The Red Planet’s low gravity and lack of magnetic field makes its outermost atmosphere an easy target to be swept away by the solar wind, but new evidence from ESA’s Mars Express spacecraft shows that the Sun’s radiation may play a surprising role in its escape.
Why the atmospheres of the rocky planets in the inner Solar System evolved so differently over 4.6 billion years is key to understanding what makes a planet habitable. While Earth is a life-rich water-world, our smaller neighbour Mars lost much of its atmosphere early in its history, transforming from a warm and wet environment to the cold and arid plains that we observe today. By contrast, Earth’s other neighbour Venus, which although inhospitable today is comparable in size to our own planet, and has a dense atmosphere.
One way that is often thought to help protect a planet’s atmosphere is through an internally generated magnetic field, such as at Earth. The magnetic field deflects charged particles of the solar wind as they stream away from the Sun, carving out a protective ‘bubble’ – the magnetosphere – around the planet.
At Mars and Venus, which don’t generate an internal magnetic field, the main obstacle to the solar wind is the upper atmosphere, or ionosphere. Just as on Earth, solar ultraviolet radiation separates electrons from the atoms and molecules in this region, creating a region of electrically charged – ionised – gas: the ionosphere. At Mars and Venus this ionised layer interacts directly with the solar wind and its magnetic field to create an induced magnetosphere, which acts to slow and divert the solar wind around the planet.

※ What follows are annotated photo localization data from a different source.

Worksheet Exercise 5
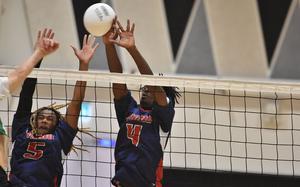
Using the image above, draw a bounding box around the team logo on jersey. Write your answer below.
[126,113,152,124]
[26,130,54,140]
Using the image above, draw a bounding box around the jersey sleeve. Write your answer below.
[114,92,137,127]
[55,120,78,155]
[152,98,175,132]
[12,78,37,141]
[12,61,42,141]
[12,113,31,142]
[0,77,10,99]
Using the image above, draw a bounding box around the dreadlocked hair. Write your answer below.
[163,86,181,106]
[30,103,96,155]
[71,128,97,155]
[158,73,181,106]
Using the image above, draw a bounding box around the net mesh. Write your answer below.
[1,67,300,186]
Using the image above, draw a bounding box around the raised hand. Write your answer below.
[102,17,118,45]
[34,28,59,56]
[71,34,99,65]
[111,19,135,49]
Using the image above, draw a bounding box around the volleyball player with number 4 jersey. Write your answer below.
[0,28,60,187]
[103,18,180,187]
[9,30,99,187]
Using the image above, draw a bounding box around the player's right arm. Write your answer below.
[111,19,168,107]
[102,18,128,100]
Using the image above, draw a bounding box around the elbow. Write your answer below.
[161,126,171,133]
[160,120,173,132]
[8,70,27,92]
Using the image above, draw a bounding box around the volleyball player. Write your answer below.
[0,28,60,186]
[103,19,180,187]
[9,31,99,186]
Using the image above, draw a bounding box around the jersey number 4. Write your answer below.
[126,124,143,146]
[23,142,46,160]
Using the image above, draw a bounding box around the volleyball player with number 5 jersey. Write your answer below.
[9,30,99,187]
[103,18,180,187]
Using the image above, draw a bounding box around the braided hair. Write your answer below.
[162,86,181,106]
[158,73,181,106]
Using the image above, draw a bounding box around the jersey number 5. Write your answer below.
[23,142,46,160]
[126,124,143,146]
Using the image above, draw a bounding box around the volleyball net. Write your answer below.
[1,67,300,186]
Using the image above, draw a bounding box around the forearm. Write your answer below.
[127,46,167,105]
[65,62,87,129]
[127,46,153,75]
[148,86,168,106]
[105,44,123,73]
[105,44,128,99]
[16,60,42,116]
[8,50,44,93]
[73,62,88,102]
[72,80,87,104]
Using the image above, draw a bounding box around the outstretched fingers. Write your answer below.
[84,34,97,48]
[72,34,99,64]
[43,38,59,49]
[46,29,53,38]
[126,19,130,32]
[117,19,135,34]
[117,20,125,32]
[83,34,88,46]
[88,34,96,46]
[87,34,99,52]
[70,45,79,55]
[130,23,135,33]
[38,28,55,40]
[42,28,47,38]
[92,41,100,51]
[49,31,55,39]
[36,30,42,41]
[34,28,59,56]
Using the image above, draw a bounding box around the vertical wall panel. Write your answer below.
[0,0,2,19]
[176,0,216,75]
[164,0,194,58]
[270,0,300,79]
[0,0,32,66]
[258,0,292,63]
[24,0,79,69]
[204,0,268,78]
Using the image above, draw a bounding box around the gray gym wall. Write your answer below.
[0,0,300,80]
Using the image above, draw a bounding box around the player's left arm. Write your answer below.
[13,29,58,140]
[112,19,168,106]
[152,99,175,132]
[65,34,99,129]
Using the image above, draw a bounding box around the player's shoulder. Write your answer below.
[55,120,78,138]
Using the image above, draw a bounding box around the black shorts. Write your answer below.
[0,166,11,187]
[112,166,155,187]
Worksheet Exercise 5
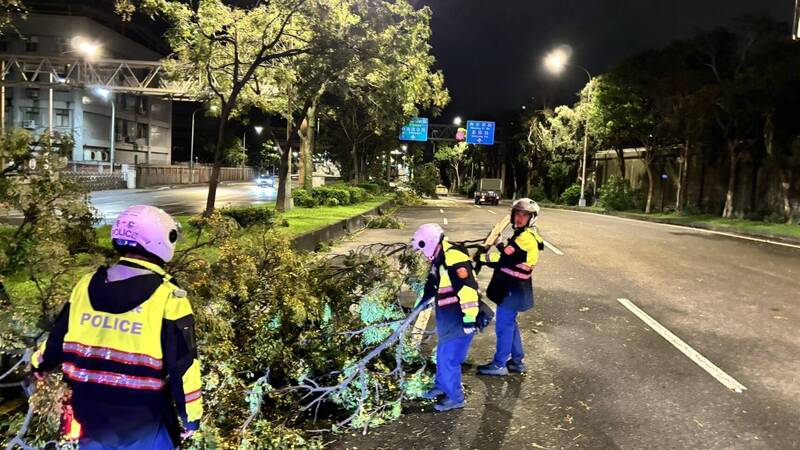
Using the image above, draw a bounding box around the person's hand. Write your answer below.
[463,327,476,335]
[33,371,45,381]
[181,429,196,440]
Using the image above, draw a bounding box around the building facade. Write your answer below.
[1,13,173,166]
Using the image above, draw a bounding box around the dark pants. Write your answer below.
[492,305,524,366]
[78,421,176,450]
[435,334,474,403]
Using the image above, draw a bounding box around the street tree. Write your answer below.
[434,142,468,191]
[117,0,311,215]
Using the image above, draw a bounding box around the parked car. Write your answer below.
[436,184,449,197]
[474,178,502,205]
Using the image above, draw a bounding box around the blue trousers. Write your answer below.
[78,421,176,450]
[435,334,474,403]
[492,305,524,366]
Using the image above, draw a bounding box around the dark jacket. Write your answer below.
[481,227,543,312]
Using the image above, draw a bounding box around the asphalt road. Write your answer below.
[1,183,277,225]
[331,197,800,449]
[89,183,276,224]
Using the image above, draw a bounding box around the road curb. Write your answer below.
[541,203,800,246]
[290,199,397,252]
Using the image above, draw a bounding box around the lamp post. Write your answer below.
[544,47,593,207]
[242,125,263,168]
[93,87,115,173]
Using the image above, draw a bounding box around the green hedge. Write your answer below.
[292,189,317,208]
[296,185,373,208]
[358,183,381,195]
[221,205,277,228]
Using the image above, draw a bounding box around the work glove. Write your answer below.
[181,429,196,440]
[463,325,476,335]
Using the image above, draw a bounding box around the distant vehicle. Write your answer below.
[474,178,502,205]
[436,184,449,196]
[255,175,275,188]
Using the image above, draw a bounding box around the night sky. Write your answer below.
[414,0,792,121]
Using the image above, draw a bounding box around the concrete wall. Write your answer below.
[136,165,257,188]
[594,149,800,219]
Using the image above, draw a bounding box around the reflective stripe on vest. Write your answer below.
[63,341,163,370]
[185,389,202,404]
[63,362,166,390]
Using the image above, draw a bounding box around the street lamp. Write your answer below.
[71,36,101,59]
[544,46,592,207]
[453,116,462,126]
[242,125,263,167]
[92,87,115,173]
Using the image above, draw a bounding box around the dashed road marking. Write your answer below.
[440,208,444,214]
[617,298,747,393]
[487,209,497,215]
[475,205,482,208]
[443,218,449,225]
[543,240,564,255]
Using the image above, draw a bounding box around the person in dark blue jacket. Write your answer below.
[475,199,543,376]
[412,223,480,412]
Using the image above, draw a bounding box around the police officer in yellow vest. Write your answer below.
[411,223,480,412]
[32,205,202,449]
[476,198,544,376]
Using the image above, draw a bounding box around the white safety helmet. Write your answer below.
[510,198,540,228]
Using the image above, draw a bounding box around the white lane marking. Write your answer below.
[410,308,432,348]
[487,209,497,215]
[543,240,564,255]
[443,218,449,225]
[440,208,444,214]
[549,208,800,250]
[617,298,747,393]
[475,205,482,208]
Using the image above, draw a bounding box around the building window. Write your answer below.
[23,107,39,123]
[56,37,70,54]
[137,123,148,139]
[25,37,38,52]
[137,97,149,114]
[25,89,40,100]
[55,109,70,127]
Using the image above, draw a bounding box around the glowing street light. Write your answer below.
[254,126,264,134]
[71,36,101,59]
[543,45,592,207]
[453,116,462,126]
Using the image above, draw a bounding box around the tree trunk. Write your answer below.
[697,152,706,210]
[204,108,232,216]
[722,142,738,218]
[453,163,460,192]
[615,146,626,178]
[276,118,294,212]
[779,168,792,224]
[644,161,654,214]
[350,143,359,183]
[675,139,690,214]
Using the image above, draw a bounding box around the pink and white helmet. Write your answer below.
[111,205,180,263]
[411,223,444,261]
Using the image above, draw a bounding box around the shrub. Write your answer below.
[599,176,635,211]
[411,163,439,197]
[396,190,424,207]
[530,185,547,202]
[366,214,404,229]
[358,183,382,195]
[344,186,369,204]
[312,186,351,206]
[559,183,582,206]
[220,205,277,228]
[292,188,317,208]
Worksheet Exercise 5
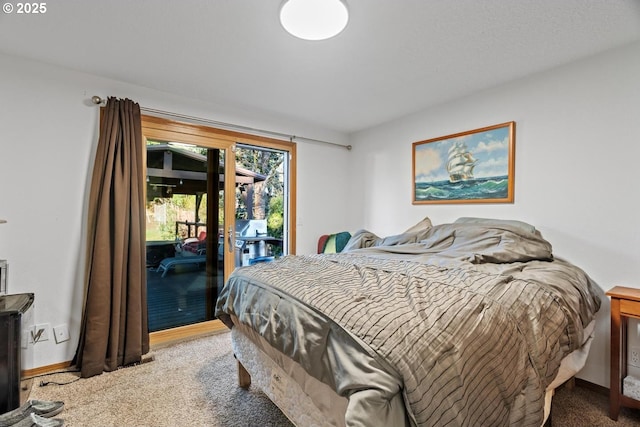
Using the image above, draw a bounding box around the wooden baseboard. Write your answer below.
[22,361,74,379]
[575,378,609,396]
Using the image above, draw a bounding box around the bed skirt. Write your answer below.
[230,319,596,427]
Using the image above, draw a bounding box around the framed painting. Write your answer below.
[412,121,515,204]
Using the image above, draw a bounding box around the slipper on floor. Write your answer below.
[8,413,64,427]
[0,401,64,427]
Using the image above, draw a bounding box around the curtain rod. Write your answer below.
[91,96,351,150]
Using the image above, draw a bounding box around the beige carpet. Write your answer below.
[28,332,292,426]
[551,382,640,427]
[27,332,640,426]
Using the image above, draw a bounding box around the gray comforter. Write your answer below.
[216,222,602,426]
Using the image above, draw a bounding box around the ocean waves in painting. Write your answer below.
[415,176,508,201]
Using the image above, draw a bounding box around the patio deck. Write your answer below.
[146,264,223,332]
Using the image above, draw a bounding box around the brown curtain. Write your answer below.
[75,97,149,378]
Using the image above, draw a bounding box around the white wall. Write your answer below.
[348,41,640,387]
[0,53,353,369]
[295,141,357,252]
[3,41,639,387]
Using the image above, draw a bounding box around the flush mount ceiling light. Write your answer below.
[280,0,349,41]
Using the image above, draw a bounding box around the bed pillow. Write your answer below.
[342,229,380,251]
[378,230,426,246]
[342,218,433,251]
[418,222,553,264]
[454,217,536,234]
[374,216,434,246]
[403,216,433,240]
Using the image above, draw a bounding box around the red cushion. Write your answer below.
[317,235,329,254]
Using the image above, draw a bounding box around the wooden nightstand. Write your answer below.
[606,286,640,420]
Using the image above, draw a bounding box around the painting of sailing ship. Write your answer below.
[447,140,477,183]
[412,122,515,204]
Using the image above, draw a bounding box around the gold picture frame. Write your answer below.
[412,121,515,204]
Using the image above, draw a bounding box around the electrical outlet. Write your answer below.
[53,324,70,344]
[29,325,39,343]
[35,323,50,342]
[630,346,640,367]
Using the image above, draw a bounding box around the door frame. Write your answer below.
[141,115,297,345]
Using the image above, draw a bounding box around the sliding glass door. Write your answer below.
[141,117,236,333]
[144,141,229,331]
[233,144,290,266]
[146,139,226,332]
[141,115,297,337]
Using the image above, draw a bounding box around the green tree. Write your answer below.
[267,195,284,239]
[235,147,285,235]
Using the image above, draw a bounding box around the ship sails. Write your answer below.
[447,141,477,183]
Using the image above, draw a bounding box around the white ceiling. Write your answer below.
[1,0,639,134]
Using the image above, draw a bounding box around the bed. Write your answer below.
[215,217,602,426]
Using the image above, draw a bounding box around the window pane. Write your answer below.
[234,145,288,267]
[145,141,223,332]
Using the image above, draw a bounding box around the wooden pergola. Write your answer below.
[146,143,266,236]
[147,143,265,195]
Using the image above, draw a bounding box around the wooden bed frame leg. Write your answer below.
[237,360,251,389]
[544,377,575,427]
[565,376,575,390]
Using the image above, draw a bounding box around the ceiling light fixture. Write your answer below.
[280,0,349,41]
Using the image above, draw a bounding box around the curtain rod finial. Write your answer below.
[91,96,105,105]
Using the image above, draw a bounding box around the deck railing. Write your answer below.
[175,221,206,239]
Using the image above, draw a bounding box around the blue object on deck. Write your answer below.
[156,255,206,278]
[249,256,274,265]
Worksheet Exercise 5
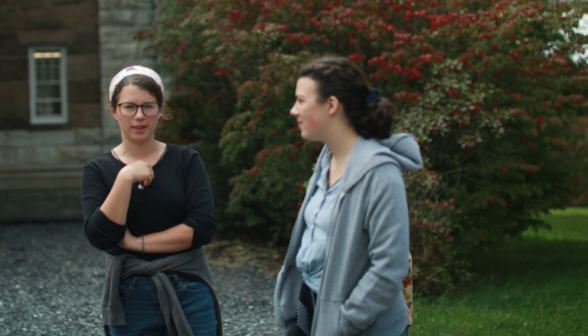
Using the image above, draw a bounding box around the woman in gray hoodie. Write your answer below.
[274,56,422,336]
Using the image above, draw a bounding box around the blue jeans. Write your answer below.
[109,274,217,336]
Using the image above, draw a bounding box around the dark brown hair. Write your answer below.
[299,56,397,139]
[110,75,163,107]
[109,75,172,120]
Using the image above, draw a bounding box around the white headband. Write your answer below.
[108,65,164,102]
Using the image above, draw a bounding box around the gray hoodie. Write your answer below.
[274,133,422,336]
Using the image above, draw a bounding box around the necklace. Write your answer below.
[111,144,168,166]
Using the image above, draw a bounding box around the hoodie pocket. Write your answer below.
[352,301,408,336]
[339,306,362,336]
[311,299,346,335]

For 14 years, ESA’s Mars Express has been looking at charged ions, such as oxygen and carbon dioxide, flowing out to space in order to better understand the rate at which the atmosphere is escaping the planet.
The study has uncovered a surprising effect, with the Sun’s ultraviolet radiation playing a more important role than previously thought.
“We used to think that the ion escape occurs due to an effective transfer of the solar wind energy through the martian induced magnetic barrier to the ionosphere,” says Robin Ramstad of the Swedish Institute of Space Physics, and lead author of the Mars Express study.
“Perhaps counter-intuitively, what we actually see is that the increased ion production triggered by ultraviolet solar radiation shields the planet’s atmosphere from the energy carried by the solar wind, but very little energy is actually required for the ions to escape by themselves, due to the low gravity binding the atmosphere to Mars.”